Santé mentale: à Mayotte, le cyclone Chido "a amplifié les traumatismes"

© Terra Psy

Santé mentale: à Mayotte, le cyclone Chido "a amplifié les traumatismes"

À Mayotte, les besoins en santé mentale explosent depuis le cyclone Chido, qui a aggravé des troubles déjà très répandus sur l'île. Avant même la catastrophe, les syndromes dépressifs touchaient deux fois plus de Mahorais que d'habitants de l'Hexagone.


" À chaque coup de vent, je me réveillais": Leïla, 25 ans, n'a pas dormi pendant des semaines après le passage du cyclone en décembre. Cette habitante d'un quartier informel de Doujani, au sud de Mamoudzou, était seule avec sa nièce dans sa case en tôle quand les rafales à plus de 230 km/h ont frappé l'archipel. "On a perdu la maison. On s'est allongées par terre en attendant que ça s'arrête", décrit-elle, les cheveux tirés dans un foulard orange, un piercing au nez.

Les semaines qui ont suivi n'ont pas permis de retrouver un cadre de vie serein. "On a dormi dehors pendant plusieurs semaines avant de pouvoir reconstruire la maison. Heureusement, on avait à manger. Je me disais qu'il fallait être forte. Mais ça a été vraiment difficile", raconte-t-elle, la voix encore retenue.

À Mayotte, les troubles psychiques sont déjà bien plus fréquents qu'en France hexagonale. En 2019, l'Insee estimait que 20% des Mahorais était concernés par un syndrome dépressif, soit deux fois plus que pour la population française. "Le cyclone a amplifié les traumatismes. Après chaque orage, les gens ne parlent que de ça", observe Yannis Boulekrouche, coordinateur de l'association Terra Psy, présente à Mayotte depuis janvier.
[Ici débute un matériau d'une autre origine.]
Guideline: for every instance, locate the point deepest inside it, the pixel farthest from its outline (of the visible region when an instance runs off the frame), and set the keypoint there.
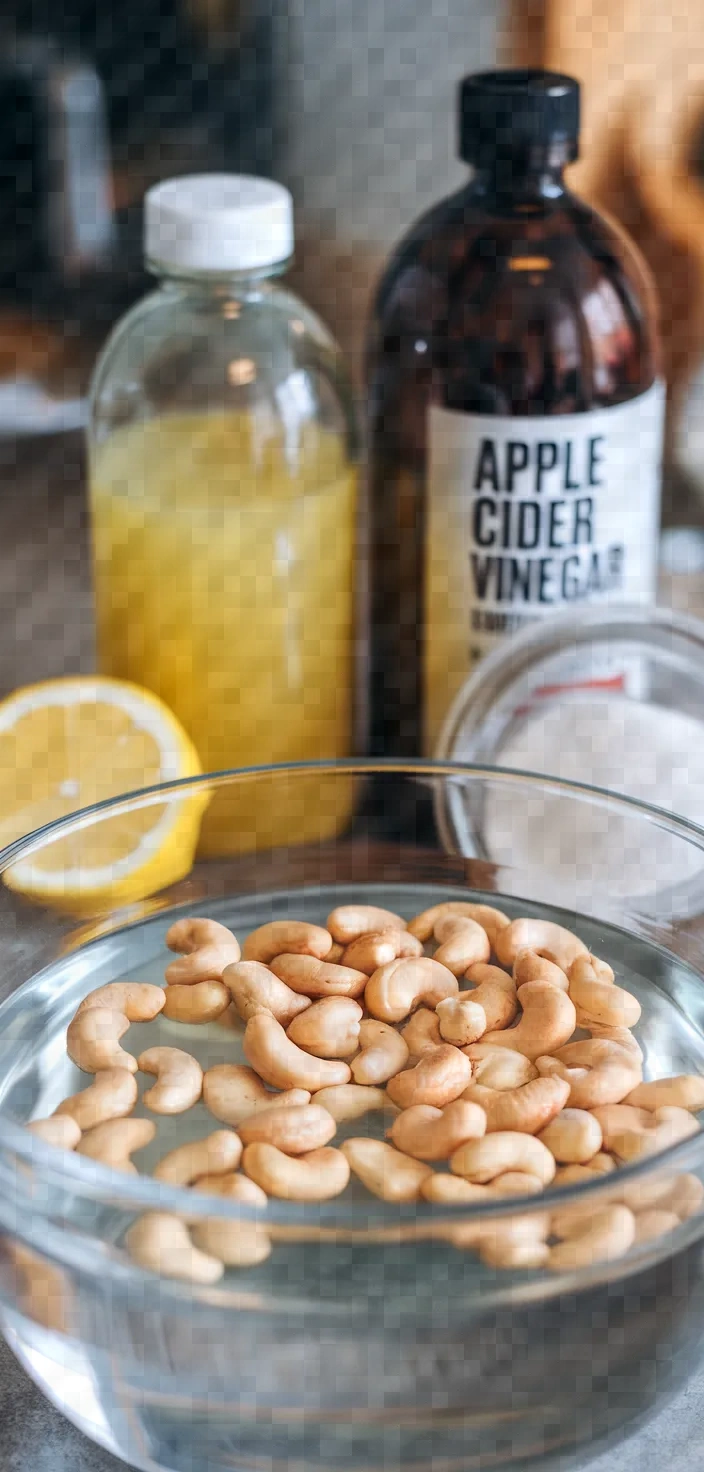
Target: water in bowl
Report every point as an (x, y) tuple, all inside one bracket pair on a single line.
[(376, 1337)]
L'organisation intervient dans les établissements scolaires, les entreprises et les collectivités et son travail est colossal.
"On a vu environ 2.800 élèves, en petits groupes. Et ce n'était pas prévu, mais plusieurs enseignants ont couru derrière les psychologues pour leur parler", précise Yannis Boulekrouche.
Mais face à la demande croissante, les moyens manquent. "Il n'y a que 11 psychologues de l'Education nationale pour 110.000 enfants", relève-t-il. Et selon l'Insee, on comptait quatre psychiatres pour 100.000 habitants à Mayotte en 2023, contre environ 23 pour 100.000 dans l'Hexagone.

Le recours à un suivi psychologique reste par ailleurs "très stigmatisé", souligne Hilda Halidani, psychologue du travail à Mayotte. La souffrance psychique est souvent interprétée dans un cadre traditionnel ou religieux et liée à la sorcellerie et aux "djinns", des esprits invisibles issus de la tradition islamique et présents dans les représentations locales. "Les conditions de vie et d'habitat souvent précaires, l'insécurité prégnante, la situation administrative irrégulière d'une partie de la population peuvent expliquer l'ampleur de certains troubles", note aussi l'Insee, qui relève la fréquence des troubles du sommeil et de l'appétit.

Des structures débordées

Ramia, qui souhaite rester anonyme, confie ainsi avoir perdu l'appétit. "J'ai terminé l'école en 2023. Mais je n'ai pas de papiers, donc je ne peux rien faire", dit la jeune femme, qui occupe ses journées en faisant le ménage, dans un environnement où elle se sent "de trop".
Ramia est arrivée seule à Mayotte à huit ans pour "avoir une vie meilleure". Elle a été hébergée chez son oncle mais ne s'est jamais sentie à sa place. "Je réfléchis beaucoup, je deviens très mince à cause de ça parce que je ne travaille pas, je n'aime pas rester à la maison", explique-t-elle. Elle pense souvent à rejoindre ses parents, restés à Anjouan (Comores).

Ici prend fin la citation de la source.